The PanDA client package
contains a number of tools you can use to submit and manage analysis
jobs on PanDA
.
While pathena
is used to submit Athena user jobs to PanDA
, more general
jobs (e.g. ROOT and Python scripts) can be submitted to the grid by using
prun
.
Finally, pbook
is a python-based bookkeeping tool for all PanDA
analysis jobs.
Detailed information about each of the tools can be found in the above page.
If you are working on lxplus, the client is already installed, so to use it you only need to do:
setupATLAS
lsetup panda
Here we have set up the cvmfs software environment and asked to set up the Panda Clients.
To keep your grid work consolidated, create a new directory within tutorial
called GridTutorial
:
cd tutorial
mkdir GridTutorial
cd GridTutorial
From your GridTutorial
directory, create a new directory for a simple
prun
test and navigate into the new directory:
mkdir prunTest
cd prunTest
This is important because
prun
sends (almost) all files in, and below, your current directory to the grid. Any unnecessary files in your current directory will also be sent to the grid and will slow down the job launch.
Now, create a python script called HelloWorld.py
(using your favorite editor),
that contains the following lines:
#!/usr/bin/env python3
print("Hello world!")
Make the python script executable with:
chmod u+x HelloWorld.py
Before launching it to the grid, it is important to run it locally. You should always do this to avoid wasting grid resources on jobs that crash locally.
./HelloWorld.py
Now we can submit the prun
command to run this script on the grid:
prun --outDS user.$USER.pruntest --exec HelloWorld.py
Here $USER
is your grid nickname/grid name (which is the same
as your lxplus username).
If you don’t already have one,
prun
will ask you for your password and create a “grid proxy”, which is used for authentication. Recall that you can also do this yourself beforehand:voms-proxy-init -voms atlas:/atlas
This will queue two jobs, one build job that recreates your job environment
and one corresponding to the actual Hello World
job. The build job will
execute first, and once it has finished the Hello World
job will be executed.
When the job has finished, we will try to find the “Hello world!” message in
the output!
In PanDA, a task is a collection of jobs.

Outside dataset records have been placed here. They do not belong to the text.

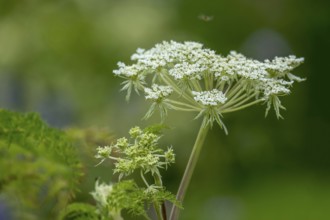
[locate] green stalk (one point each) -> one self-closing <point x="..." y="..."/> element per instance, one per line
<point x="190" y="168"/>
<point x="160" y="208"/>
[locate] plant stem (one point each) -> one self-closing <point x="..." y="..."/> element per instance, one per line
<point x="190" y="168"/>
<point x="160" y="209"/>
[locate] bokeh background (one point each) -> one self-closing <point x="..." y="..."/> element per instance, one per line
<point x="57" y="57"/>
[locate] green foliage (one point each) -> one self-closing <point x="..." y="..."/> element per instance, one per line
<point x="79" y="211"/>
<point x="38" y="165"/>
<point x="138" y="153"/>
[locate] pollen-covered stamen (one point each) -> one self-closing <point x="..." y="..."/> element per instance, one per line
<point x="157" y="92"/>
<point x="210" y="98"/>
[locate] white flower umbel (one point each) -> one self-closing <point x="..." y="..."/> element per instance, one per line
<point x="209" y="98"/>
<point x="157" y="92"/>
<point x="199" y="77"/>
<point x="207" y="83"/>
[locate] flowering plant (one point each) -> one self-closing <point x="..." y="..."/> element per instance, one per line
<point x="187" y="77"/>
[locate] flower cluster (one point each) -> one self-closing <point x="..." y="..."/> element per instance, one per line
<point x="142" y="154"/>
<point x="139" y="153"/>
<point x="206" y="82"/>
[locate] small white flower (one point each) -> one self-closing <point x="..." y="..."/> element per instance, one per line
<point x="101" y="193"/>
<point x="157" y="92"/>
<point x="210" y="98"/>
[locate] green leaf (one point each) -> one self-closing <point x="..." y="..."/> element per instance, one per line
<point x="39" y="166"/>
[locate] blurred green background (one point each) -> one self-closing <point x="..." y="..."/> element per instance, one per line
<point x="57" y="57"/>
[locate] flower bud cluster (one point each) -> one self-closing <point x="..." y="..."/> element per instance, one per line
<point x="141" y="154"/>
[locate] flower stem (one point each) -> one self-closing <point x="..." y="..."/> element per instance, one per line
<point x="190" y="168"/>
<point x="160" y="208"/>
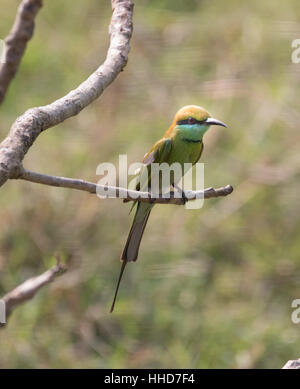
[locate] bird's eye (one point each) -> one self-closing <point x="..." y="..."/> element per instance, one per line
<point x="191" y="120"/>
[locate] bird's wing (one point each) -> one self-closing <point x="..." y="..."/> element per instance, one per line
<point x="158" y="153"/>
<point x="199" y="155"/>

If the job is successfully launched, you will see a confirmation printed
to the screen along with a jediTaskID
number that you will need in the
next step.
To monitor the progress and check the log file output of a job, we can use
the big panda monitor https://bigpanda.cern.ch. Scroll down to the field
for Task ID
and enter the number we noted above, and click on search.

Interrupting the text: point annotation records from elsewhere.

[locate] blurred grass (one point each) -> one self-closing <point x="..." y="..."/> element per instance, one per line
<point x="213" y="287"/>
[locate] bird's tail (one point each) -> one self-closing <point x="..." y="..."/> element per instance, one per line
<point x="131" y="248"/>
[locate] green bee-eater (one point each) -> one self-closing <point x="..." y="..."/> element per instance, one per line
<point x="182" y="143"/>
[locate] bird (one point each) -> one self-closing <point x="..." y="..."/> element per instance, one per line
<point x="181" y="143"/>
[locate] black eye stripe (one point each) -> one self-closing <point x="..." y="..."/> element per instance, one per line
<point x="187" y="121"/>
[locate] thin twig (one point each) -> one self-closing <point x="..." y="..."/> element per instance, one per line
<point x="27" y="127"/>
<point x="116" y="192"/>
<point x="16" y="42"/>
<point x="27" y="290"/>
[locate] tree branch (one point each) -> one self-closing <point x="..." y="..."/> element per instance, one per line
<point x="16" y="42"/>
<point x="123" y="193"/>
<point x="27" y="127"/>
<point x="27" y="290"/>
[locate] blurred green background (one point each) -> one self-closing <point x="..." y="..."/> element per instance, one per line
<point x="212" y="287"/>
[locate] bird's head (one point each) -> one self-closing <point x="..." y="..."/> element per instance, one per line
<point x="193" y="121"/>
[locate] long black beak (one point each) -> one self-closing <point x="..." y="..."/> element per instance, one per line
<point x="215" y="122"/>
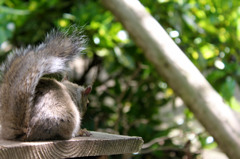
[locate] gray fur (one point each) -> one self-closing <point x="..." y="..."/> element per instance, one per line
<point x="29" y="108"/>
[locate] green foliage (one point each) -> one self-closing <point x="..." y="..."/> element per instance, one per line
<point x="132" y="98"/>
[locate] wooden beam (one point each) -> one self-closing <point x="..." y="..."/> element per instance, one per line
<point x="97" y="144"/>
<point x="180" y="73"/>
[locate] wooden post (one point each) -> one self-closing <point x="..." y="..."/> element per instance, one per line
<point x="98" y="144"/>
<point x="180" y="73"/>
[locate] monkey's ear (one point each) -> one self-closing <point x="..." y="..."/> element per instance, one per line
<point x="65" y="78"/>
<point x="87" y="90"/>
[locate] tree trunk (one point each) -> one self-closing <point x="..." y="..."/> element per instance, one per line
<point x="181" y="75"/>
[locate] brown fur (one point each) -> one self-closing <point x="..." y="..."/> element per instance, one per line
<point x="32" y="108"/>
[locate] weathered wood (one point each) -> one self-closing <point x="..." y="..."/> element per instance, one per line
<point x="96" y="145"/>
<point x="181" y="75"/>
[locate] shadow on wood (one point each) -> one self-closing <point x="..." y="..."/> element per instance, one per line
<point x="98" y="144"/>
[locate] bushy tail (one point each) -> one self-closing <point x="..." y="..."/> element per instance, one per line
<point x="22" y="72"/>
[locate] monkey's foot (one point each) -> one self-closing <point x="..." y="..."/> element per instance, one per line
<point x="84" y="132"/>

This will send you to a page associated with this task, and shows that there are two jobs (in some stage of running). Have a look on this page to see the various pieces of information provided.

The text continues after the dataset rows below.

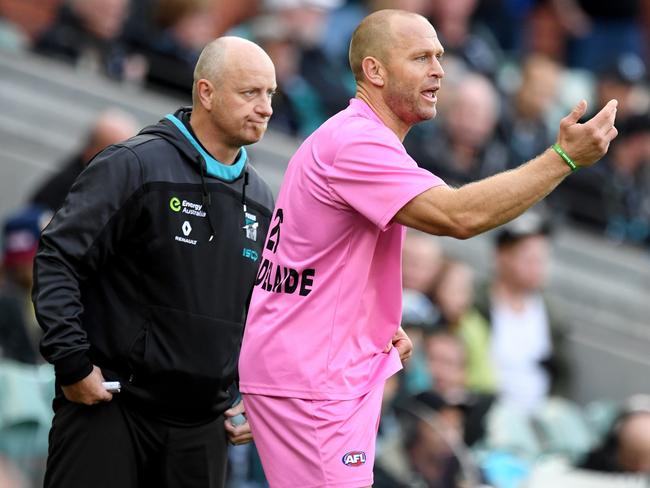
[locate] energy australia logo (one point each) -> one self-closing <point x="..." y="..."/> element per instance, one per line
<point x="250" y="226"/>
<point x="186" y="207"/>
<point x="175" y="204"/>
<point x="186" y="229"/>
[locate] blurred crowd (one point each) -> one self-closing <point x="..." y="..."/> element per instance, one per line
<point x="513" y="68"/>
<point x="486" y="394"/>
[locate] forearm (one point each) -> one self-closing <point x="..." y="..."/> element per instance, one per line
<point x="488" y="203"/>
<point x="485" y="204"/>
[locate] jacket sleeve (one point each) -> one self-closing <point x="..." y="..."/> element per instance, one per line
<point x="85" y="231"/>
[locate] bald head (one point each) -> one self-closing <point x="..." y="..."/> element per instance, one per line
<point x="225" y="55"/>
<point x="374" y="36"/>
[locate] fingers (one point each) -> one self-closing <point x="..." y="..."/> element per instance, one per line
<point x="611" y="134"/>
<point x="240" y="434"/>
<point x="575" y="115"/>
<point x="606" y="117"/>
<point x="235" y="410"/>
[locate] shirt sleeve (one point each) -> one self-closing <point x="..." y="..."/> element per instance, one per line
<point x="373" y="174"/>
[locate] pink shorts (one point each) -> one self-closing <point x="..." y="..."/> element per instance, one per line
<point x="316" y="443"/>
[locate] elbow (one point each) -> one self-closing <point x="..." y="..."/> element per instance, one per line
<point x="466" y="226"/>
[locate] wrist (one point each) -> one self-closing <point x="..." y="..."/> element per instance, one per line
<point x="566" y="158"/>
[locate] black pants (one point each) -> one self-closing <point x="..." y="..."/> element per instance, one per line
<point x="111" y="446"/>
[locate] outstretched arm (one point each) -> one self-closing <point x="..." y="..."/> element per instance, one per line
<point x="482" y="205"/>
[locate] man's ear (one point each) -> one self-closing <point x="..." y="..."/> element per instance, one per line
<point x="373" y="70"/>
<point x="205" y="91"/>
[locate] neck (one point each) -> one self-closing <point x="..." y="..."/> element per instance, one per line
<point x="383" y="111"/>
<point x="212" y="139"/>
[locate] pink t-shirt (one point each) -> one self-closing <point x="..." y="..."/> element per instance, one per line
<point x="328" y="294"/>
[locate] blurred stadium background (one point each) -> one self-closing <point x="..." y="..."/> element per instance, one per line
<point x="527" y="63"/>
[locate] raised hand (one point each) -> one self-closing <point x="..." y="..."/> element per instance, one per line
<point x="587" y="143"/>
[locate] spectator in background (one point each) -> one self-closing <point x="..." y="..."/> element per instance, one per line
<point x="297" y="106"/>
<point x="526" y="338"/>
<point x="87" y="33"/>
<point x="432" y="438"/>
<point x="421" y="261"/>
<point x="181" y="28"/>
<point x="306" y="21"/>
<point x="600" y="30"/>
<point x="472" y="43"/>
<point x="463" y="149"/>
<point x="626" y="448"/>
<point x="19" y="331"/>
<point x="447" y="362"/>
<point x="523" y="127"/>
<point x="110" y="127"/>
<point x="342" y="21"/>
<point x="625" y="80"/>
<point x="10" y="475"/>
<point x="453" y="294"/>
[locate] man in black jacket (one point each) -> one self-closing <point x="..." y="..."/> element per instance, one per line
<point x="144" y="276"/>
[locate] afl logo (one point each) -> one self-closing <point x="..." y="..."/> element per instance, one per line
<point x="354" y="458"/>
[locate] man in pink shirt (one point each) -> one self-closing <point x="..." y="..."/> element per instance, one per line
<point x="323" y="333"/>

Now we will try to look at the output. We will need both jobs to have finished. If the jobs do not seem to have started running after a few minutes, it is suggested to carry on with the tutorial, and to check back frequently on the status of the jobs.
In the top right corner of the PanDA page, you will see a time and a link to “Refresh”. PanDA caches the status of the jobs to reduce the load on the jobs database. To force it to refresh the status, click on “Refresh” and you will see the time change.
From the task
page, click on the Show jobs
drop-down menu:
This will give you several options of associated jobs to view. Click on
All (including retries)
to see a list of all jobs associated with the
task:
If you want to get to the list of jobs directly, you can use the URL
https://bigpanda.cern.ch/jobs/?jeditaskid=4203786
and modify the
the jeditaskid
to the value corresponding to yours.
From here, you can click on the PanDA ID
number corresponding to a
job. This will take you to a new page with details about that job. From
this page, click on the Logs
drop-down menu:
Now, click on Log Files
to get a list of the log files associated
with the job:
The log containing the Hello World
output is called payload.stdout
. Click
on it to open it and try to find the “Hello world!” message.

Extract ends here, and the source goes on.